La connaissance des dates ne change, du reste, en rien la manière dont notre auteur accueille les naissants et expédie les morts. Philippe de Koning fut précipité de son trône par Olivier — la Mort (allusion à Cromwell) qui lui arracha la couronne au mois d’août de l’année 1689. — Simon Germyn vint au monde à Dordrecht, le jour même de la naissance de Guillaume III, mais il n’eut pas, comme lui, le bonheur de conquérir trois couronnes. — Le grand divorce entre l’âme et le corps de Corneille Bisschop eut lieu en 1674. — Jean Van-der Heyden apparut sur la scène des fous de ce monde en 1637. — Adam Van Oort s’évapora dans les airs en 1641. Nous pourrions dire de lui, ajoute Weyerman, en guise d’oraison funèbre, qu’il était plus brutal qu’un cheval de carrosse, mais nous préférons laisser les morts en paix. — Jean Bronkhorst est jeté dans le four à chaux de la mort en 1626, laissant après lui deux bonnes professions, l’une de peintre, l’autre de pâtissier.

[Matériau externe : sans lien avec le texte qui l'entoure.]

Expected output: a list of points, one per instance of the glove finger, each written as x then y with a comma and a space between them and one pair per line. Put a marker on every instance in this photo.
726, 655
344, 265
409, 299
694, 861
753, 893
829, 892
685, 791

Il faut rendre cette justice à Weyerman que, lorsqu’il parle de naissance ou de décès d’hommes illustres, il demeure à la hauteur de son sujet. Les grands artistes «sont des soleils qui se lèvent pour éclairer leurs villes natales; ce sont des astres qui disparaissent au ciel des arts dont ils ont fait la splendeur.» Ainsi la petite ville de Maseyck sur la Meuse ayant donné naissance aux frères Van Eyck, «ne doit céder en rien aux villes que baignent l’Arno, le Pô, le Tibre, attendu que c’est d’elle qu’on a vu surgir le soleil dont les feux ont allumé, tant dans la patrie qu’à l’étranger, des flambeaux qui ont illuminé toute la terre », cela est un peu ampoulé sans doute, mais il faut tenir compte de l’époque à laquelle Weyerman écrit, et ce langage était de mise ailleurs encore que dans les Pays-Bas.